A voting system has to do two things: Count votes correctly and keep them secure. The Sequoia voting system in Palm Beach County, harshly criticized and already old in 2007 when the county paid $5.5 million to keep it, has for years come under fire for not reliably doing one or the other — or both. The aging system made headlines again last week, when high-speed vote counters appeared to overheat. That delayed vote counting in the nationally watched Florida recount. Why Palm Beach County didn’t update its aging vote-counters. Palm Beach County Supervisor of Elections Susan Bucher Thursday reiterated her belief that equipment malfunctions are at fault for a failure to finish a machine recount in four races by a state-mandated deadline. The county’s equipment is so outmoded she didn’t have time to even start the recount of nearly 600,000 ballots in two of the statewide races.
Dominion Voting Systems, the owner of the Sequoia system, balked at her comments, saying its equipment may not be to blame.

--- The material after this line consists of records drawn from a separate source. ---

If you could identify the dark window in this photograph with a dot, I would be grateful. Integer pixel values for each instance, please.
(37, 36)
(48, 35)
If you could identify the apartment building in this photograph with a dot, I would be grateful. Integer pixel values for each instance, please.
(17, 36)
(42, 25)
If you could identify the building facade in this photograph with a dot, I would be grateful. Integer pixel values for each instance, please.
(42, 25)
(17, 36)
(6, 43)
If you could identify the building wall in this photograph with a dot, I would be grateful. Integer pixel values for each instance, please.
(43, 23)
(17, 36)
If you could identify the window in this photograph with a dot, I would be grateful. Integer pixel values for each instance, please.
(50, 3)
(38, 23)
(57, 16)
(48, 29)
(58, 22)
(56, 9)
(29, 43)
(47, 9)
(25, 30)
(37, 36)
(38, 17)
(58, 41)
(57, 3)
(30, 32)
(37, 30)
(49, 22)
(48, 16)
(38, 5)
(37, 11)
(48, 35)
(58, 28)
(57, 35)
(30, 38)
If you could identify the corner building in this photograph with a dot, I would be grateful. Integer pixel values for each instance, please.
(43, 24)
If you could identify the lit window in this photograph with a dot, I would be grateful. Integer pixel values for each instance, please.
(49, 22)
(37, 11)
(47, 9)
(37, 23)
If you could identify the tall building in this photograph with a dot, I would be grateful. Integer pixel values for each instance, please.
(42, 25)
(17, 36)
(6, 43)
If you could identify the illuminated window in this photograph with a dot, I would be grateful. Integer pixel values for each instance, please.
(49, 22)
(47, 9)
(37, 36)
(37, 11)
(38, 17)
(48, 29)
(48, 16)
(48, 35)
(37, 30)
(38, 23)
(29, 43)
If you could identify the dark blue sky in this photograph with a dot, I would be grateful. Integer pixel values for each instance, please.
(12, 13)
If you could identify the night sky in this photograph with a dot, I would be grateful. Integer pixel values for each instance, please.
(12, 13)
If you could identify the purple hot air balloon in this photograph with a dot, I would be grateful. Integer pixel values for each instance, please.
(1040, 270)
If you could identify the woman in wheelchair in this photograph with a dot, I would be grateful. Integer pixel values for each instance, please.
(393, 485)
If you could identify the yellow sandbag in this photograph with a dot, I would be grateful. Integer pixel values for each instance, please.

While it’s too early to pinpoint what happened and why, the machines were being run at four times the volume they would be expected to handle, company Vice President of Government Affairs Kay Stimson said.
“Palm Beach County has been running this equipment in a way that stresses it and that is highly unique,” she said. “It has also been running these machines in a mode that we have never seen before.”
John Brakey, an Arizona-based voting transparency advocate who has pushed for adoption of newer election systems, pointed out that “These machines usually run eight hours a day,” not day and night without pause.
“Everyone did the best they could,” said Brakey, “but it was an insane recount to do so much so fast.”